Individuals are allowed to file lawsuits directly without needing to first notify the violating entity. Remedies include:

  • Court orders to make content accessible
  • Compensatory and punitive damages
  • Attorney’s fees for prevailing plaintiffs

Provides Grants and Support for Small Entities

Small businesses and organizations can apply for:

  • Grants up to $10,000 to fix or replace inaccessible web content and apps
  • Support from a federally funded technical assistance center providing training and implementation help

Why It Matters

This legislation addresses longstanding gaps in digital civil rights and offers several major benefits. First, it reflects modern realities. The ADA was written before the Web became a central part of daily life. This bill brings the law into alignment with how people live, work, and access services today. Second, it settles legal confusion. By clarifying that digital-only businesses are subject to the ADA, it ends a key source of judicial and industry confusion. Third, it emphasizes economic inclusion. Digital accessibility is not just about civil rights. The digital economy accounts for nearly 10 percent of the U.S. GDP, yet millions of people are excluded due to inaccessible design. Fourth, it centers people with disabilities. The bill requires an advisory committee to guide implementation, and the majority of that committee must be made up of individuals with disabilities.

Areas for Improvement and Considerations

Despite its strengths, the bill raises some important questions and areas for refinement.

Lack of Clarity on Enforcement Resources

It is unclear how the DOJ or EEOC are to do enforcement. While the bill authorizes funding ($35M per year from 2026 – 2035) to carry out the bill’s provisions, it does not explicitly describe how much is to be used for any specific activity. With the current administration’s generally antagonistic approach to anything even resembling civil rights, it is unclear what enforcement would occur or even what staff would be provided to do so.

Potential for Increased Lawsuits (or enforcement delays)

In the past, similar bills have been introduced which call for some advance notice be made prior to filing an ADA lawsuit. The proponents of such bills claim that an absence of a pre-suit notice requirement could lead to more litigation. This type of notice requirement is not well received by disability rights advocates, who argue that this is akin to requiring people with disabilities to ask for permission before asserting their rights.

That said, the risk of increased lawsuits is real. While web-related ADA lawsuits are currently isolated to a about 3 or 4 “friendly” circuits, the number of circuits where we’d see new ADA lawsuits will nearly triple. I don’t really see this as a bad thing. In fact, I predict that we’ll see a deluge of lawsuits initially, but that this will serve as a wake-up call for developers and companies who create web-based systems to take accessibility seriously.

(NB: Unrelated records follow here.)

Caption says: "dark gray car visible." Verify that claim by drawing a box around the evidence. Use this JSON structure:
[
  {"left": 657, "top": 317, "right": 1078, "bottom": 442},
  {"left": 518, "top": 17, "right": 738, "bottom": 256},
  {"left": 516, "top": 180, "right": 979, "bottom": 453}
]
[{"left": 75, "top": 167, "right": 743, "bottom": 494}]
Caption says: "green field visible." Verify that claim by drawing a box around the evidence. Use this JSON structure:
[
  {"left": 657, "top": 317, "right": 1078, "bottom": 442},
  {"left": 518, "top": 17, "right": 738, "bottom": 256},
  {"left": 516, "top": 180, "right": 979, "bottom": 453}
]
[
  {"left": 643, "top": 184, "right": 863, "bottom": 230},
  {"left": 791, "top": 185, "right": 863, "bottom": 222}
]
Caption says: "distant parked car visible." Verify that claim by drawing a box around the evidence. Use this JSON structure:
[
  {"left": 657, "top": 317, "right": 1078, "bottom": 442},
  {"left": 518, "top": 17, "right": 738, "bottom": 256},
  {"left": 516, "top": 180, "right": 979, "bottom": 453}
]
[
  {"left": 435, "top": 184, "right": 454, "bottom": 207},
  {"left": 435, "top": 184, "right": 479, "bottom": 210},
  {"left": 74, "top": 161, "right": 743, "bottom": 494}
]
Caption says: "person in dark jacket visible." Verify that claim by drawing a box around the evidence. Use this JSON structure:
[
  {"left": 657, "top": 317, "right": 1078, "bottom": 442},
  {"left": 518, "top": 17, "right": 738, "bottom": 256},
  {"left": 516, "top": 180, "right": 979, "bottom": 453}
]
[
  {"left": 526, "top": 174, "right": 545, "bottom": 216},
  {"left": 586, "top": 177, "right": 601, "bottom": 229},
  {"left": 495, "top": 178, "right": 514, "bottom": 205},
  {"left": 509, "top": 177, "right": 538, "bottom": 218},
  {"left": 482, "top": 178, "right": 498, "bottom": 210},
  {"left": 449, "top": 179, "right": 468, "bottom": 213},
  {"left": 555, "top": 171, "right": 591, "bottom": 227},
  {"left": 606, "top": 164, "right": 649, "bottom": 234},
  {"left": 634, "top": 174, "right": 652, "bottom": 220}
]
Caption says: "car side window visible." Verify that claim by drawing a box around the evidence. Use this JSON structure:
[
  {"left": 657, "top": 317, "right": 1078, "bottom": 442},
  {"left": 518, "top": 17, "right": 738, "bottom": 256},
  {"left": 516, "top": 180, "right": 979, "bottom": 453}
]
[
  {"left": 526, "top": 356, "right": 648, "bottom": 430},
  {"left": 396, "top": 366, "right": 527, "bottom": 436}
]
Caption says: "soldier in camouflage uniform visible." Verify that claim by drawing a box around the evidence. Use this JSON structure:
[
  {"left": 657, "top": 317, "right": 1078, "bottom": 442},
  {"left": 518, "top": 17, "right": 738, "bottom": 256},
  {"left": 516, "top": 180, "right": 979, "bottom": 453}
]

Due to the threat of increased lawsuits, there’s a chance that the Final Rule(s) issued by the DOJ and EEOC will contain a grace period, much like we saw when Section 508 came out. This will function as little more than a delay because it is human nature to put compliance with such laws until the last minute and we have seen this play out with Section 508, GDPR, ADA Title II, and EAA.

Missed Opportunity for International Harmonization

This bill contains vague language relating to standards. Instead of mandating the use of WCAG, for example, it merely says “… propose regulations to implement the accessibility obligations of this Act, and include standards for accessible web content and applications…” The bill does not address how the standards should align with global standards such as EN 301 549 in the European Union. So far, the prevailing assumption is that the DOJ and EEOC would simply incorporate WCAG, in keeping with the pattern established by Section 508 and ADA Title II. That would be good news, since the Web portions of EN 301 549 also reference WCAG. Any divergence from WCAG risks causing headaches.

What Happens Next

If passed, the Act would set in motion:

  • A compliance timeline of 12 to 36 months, depending on entity size
  • The development of enforceable technical regulations
  • A new wave of accessibility-related innovation
  • Increased opportunities for accessibility professionals
  • Stronger legal rights and tools for individuals with disabilities

Conclusion

The Websites and Software Applications Accessibility Act of 2025 is an ambitious attempt to finally codify digital accessibility as a legal right. It affirms that websites and applications must be inclusive by design and accessible by law. While it leaves room for interpretation in some areas, the bill represents a critical step forward. Its success will depend on meaningful rulemaking, robust enforcement, and strong community engagement. Above all, it sends a clear message: accessibility is no longer optional—it is essential.

If you are a business or developer, now is the time to begin auditing your digital content for accessibility. If you are an advocate or individual with a disability, this is a moment to push for passage and ensure the regulations reflect lived experience. If you are a policymaker or public official, consider how your organization will lead in modeling compliance.